Machine Learning

Machine learning has become one of the most important and impactful fields of Artificial Intelligence in the 21st century. It can be defined as 'the capability of a machine to imitate intelligent human behavior'. The development of machine learning algorithms has automated a myriad of computer science, data science, and data analytics practices. Machine learning exists in almost every technology used today; open any app on your phone or website on your computer and machine learning is being utilized to better enhance your experience.

Tech Kits

Tech Kits are part of the walk-in service provided by Innovate Labs. There are three levels of difficulty meant for different users and their experience with the different technologies.

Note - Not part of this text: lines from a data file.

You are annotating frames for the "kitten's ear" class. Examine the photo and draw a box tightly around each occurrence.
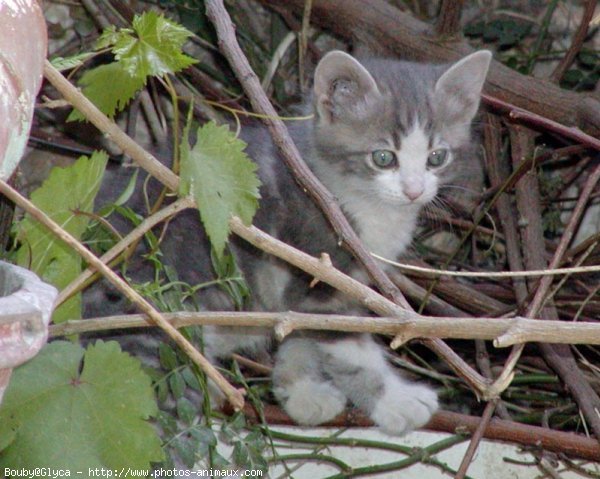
[434,50,492,124]
[314,50,379,122]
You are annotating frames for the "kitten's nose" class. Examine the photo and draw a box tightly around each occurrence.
[402,184,423,201]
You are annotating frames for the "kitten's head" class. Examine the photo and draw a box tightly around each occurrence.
[313,51,491,205]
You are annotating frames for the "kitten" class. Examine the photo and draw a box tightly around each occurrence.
[87,51,491,434]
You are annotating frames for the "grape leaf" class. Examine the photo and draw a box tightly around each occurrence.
[67,11,196,121]
[0,341,163,474]
[180,122,260,257]
[16,152,108,322]
[67,62,146,121]
[113,11,196,78]
[50,52,95,72]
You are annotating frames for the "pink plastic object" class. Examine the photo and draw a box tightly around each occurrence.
[0,0,47,180]
[0,0,56,402]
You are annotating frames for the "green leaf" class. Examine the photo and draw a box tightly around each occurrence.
[50,52,95,72]
[67,62,146,121]
[169,371,185,399]
[0,341,163,473]
[180,122,260,257]
[158,343,179,371]
[113,11,196,78]
[16,152,108,323]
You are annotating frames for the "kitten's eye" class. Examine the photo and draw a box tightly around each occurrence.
[427,148,450,168]
[371,150,398,172]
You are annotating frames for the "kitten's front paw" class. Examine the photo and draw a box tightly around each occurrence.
[371,381,438,436]
[273,378,346,426]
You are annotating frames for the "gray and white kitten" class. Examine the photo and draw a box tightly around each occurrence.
[88,51,491,434]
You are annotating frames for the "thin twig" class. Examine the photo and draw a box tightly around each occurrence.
[550,0,598,83]
[481,93,600,151]
[50,310,600,347]
[454,399,498,479]
[237,404,600,461]
[435,0,465,38]
[371,256,600,283]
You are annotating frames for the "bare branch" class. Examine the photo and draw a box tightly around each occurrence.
[50,310,600,347]
[435,0,465,38]
[550,0,598,83]
[237,404,600,461]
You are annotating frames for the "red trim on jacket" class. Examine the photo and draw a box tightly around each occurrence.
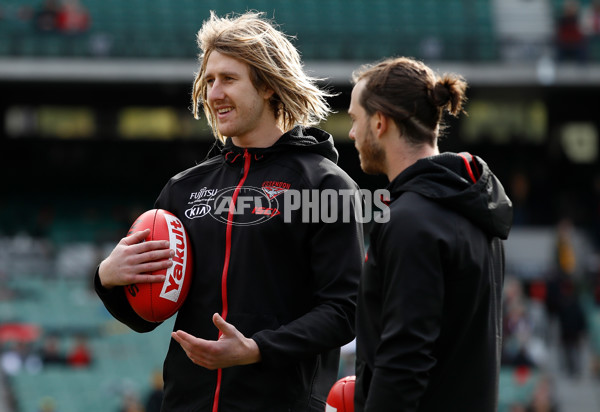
[212,149,252,412]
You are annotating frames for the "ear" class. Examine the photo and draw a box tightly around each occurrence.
[371,111,390,138]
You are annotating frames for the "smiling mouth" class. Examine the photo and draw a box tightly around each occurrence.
[217,107,233,114]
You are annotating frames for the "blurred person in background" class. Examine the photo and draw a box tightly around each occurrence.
[95,12,364,412]
[556,0,587,63]
[348,57,512,412]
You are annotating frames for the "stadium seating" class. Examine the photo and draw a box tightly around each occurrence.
[0,0,497,61]
[0,276,174,412]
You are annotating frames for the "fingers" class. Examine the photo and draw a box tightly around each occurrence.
[98,229,175,289]
[213,313,237,338]
[121,229,150,245]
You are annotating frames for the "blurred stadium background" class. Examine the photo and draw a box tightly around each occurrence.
[0,0,600,412]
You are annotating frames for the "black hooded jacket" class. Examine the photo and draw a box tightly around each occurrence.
[96,127,364,412]
[355,153,512,412]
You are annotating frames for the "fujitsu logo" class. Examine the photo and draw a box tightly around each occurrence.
[160,215,188,302]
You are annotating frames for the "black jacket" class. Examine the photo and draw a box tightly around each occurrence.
[96,127,364,412]
[355,153,512,412]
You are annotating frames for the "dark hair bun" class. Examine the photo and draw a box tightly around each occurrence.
[431,74,467,116]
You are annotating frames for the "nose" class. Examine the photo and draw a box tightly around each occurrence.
[206,80,224,102]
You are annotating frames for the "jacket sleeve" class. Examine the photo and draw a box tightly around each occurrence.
[252,175,364,365]
[94,268,160,332]
[364,199,453,412]
[94,188,173,333]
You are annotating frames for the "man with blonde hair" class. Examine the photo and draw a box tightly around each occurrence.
[95,12,364,412]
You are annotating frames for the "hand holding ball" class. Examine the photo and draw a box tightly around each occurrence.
[325,376,356,412]
[125,209,192,322]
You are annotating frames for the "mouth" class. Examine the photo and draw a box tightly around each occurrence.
[216,106,233,118]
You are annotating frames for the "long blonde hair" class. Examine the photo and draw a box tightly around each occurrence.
[192,11,333,141]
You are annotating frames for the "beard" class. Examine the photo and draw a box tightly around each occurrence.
[358,130,385,175]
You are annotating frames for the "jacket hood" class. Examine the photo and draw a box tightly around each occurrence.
[221,126,338,163]
[388,153,513,239]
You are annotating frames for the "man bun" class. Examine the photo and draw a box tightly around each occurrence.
[431,74,467,116]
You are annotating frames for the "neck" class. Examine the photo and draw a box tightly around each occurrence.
[385,139,440,182]
[231,119,284,148]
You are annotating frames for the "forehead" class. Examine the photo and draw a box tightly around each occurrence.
[204,51,250,77]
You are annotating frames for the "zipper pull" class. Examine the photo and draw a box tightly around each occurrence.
[240,149,250,176]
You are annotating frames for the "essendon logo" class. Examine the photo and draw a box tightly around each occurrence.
[160,215,188,302]
[262,180,291,199]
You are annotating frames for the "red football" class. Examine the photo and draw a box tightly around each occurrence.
[125,209,192,322]
[325,376,356,412]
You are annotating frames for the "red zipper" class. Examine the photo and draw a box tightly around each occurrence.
[212,149,251,412]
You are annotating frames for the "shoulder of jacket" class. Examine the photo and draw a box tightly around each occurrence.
[170,156,224,183]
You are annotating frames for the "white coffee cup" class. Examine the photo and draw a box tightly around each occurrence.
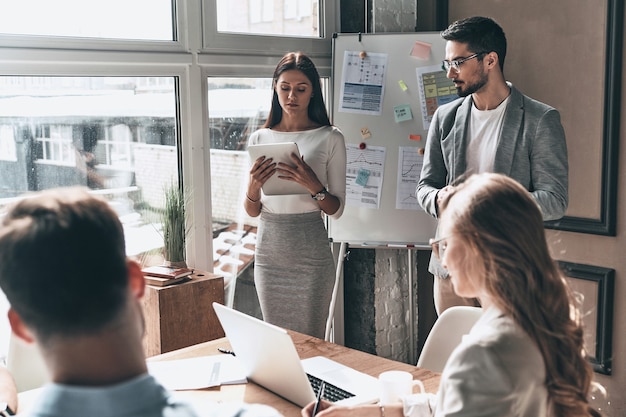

Many of the Tech Kits build off each other as you progress.

Beginner

Google's Teachable Machine

Length: 30 Minutes

Description: Machine learning is a technology that enables computers to recognize patterns and make decisions by learning from data rather than following fixed instructions. In this module, the concept is introduced through Google’s Teachable Machine, which makes the process accessible by allowing users to train models with examples such as images, sounds, or poses. This approach highlights how machine learning works, its presence in many aspects of modern technology, and provides a quick, hands-on experience by building an image prediction model in just minutes, making abstract ideas of artificial intelligence more tangible and practical.

Intermediate

Linear Regression on Google Colab

Length: 45 Minutes

Description: Linear regression is a machine learning technique that helps identify relationships between variables by fitting a straight line through data points, such as estimating how study hours influence exam scores. In this module, the focus is on implementing a linear regression problem to see how algorithms handle regression tasks, learning how to code a model, and visualizing its performance. This process demonstrates how machine learning simplifies complex data into clear mathematical models, making it possible to uncover patterns, make predictions, and refine accuracy in practical applications across fields like business, healthcare, and engineering.

Advanced

Random Forest Classification with Kaggle

Length: 60 Minutes

Description: Machine learning is a branch of artificial intelligence that enables computers to recognize patterns and make decisions from data without being explicitly programmed. Random Forest Classification uses many decision trees working together to improve accuracy and reliability. Each tree makes a prediction, and the combined results create a stronger overall outcome. In this module, the algorithm is applied to predict the survivors of the Titanic, showing how machine learning can be used in practical scenarios to analyze complex data and generate meaningful insights across fields like healthcare, finance, and marketing.

Resources

Python logo

Python 3.5

Type: Programming Language

Description: Python is an interpreted high-level programming language for general-purpose programming. Version 3.5 is a part of the many new versions that continuously are being put out.

Google Colab logo

Google Colab

Type: Development Environment

Description: Google Colab is a code development environment that runs in the browser using Google Cloud and utilizes cloud computing.

Teachable Machine

Type: Application

Description: Teachable Machine is a Google application that allows user to train their computer to recognize their own images, sounds and poses.

Kaggle

Type: Development Environment

Description: Kaggle is an open-source subsidiary of Google that provides increased accessibility for datasets and code for Kaggle users and even offers its own web-based, Jupyter Notebooks environment for data scientists to work on projects directly on the Kaggle website.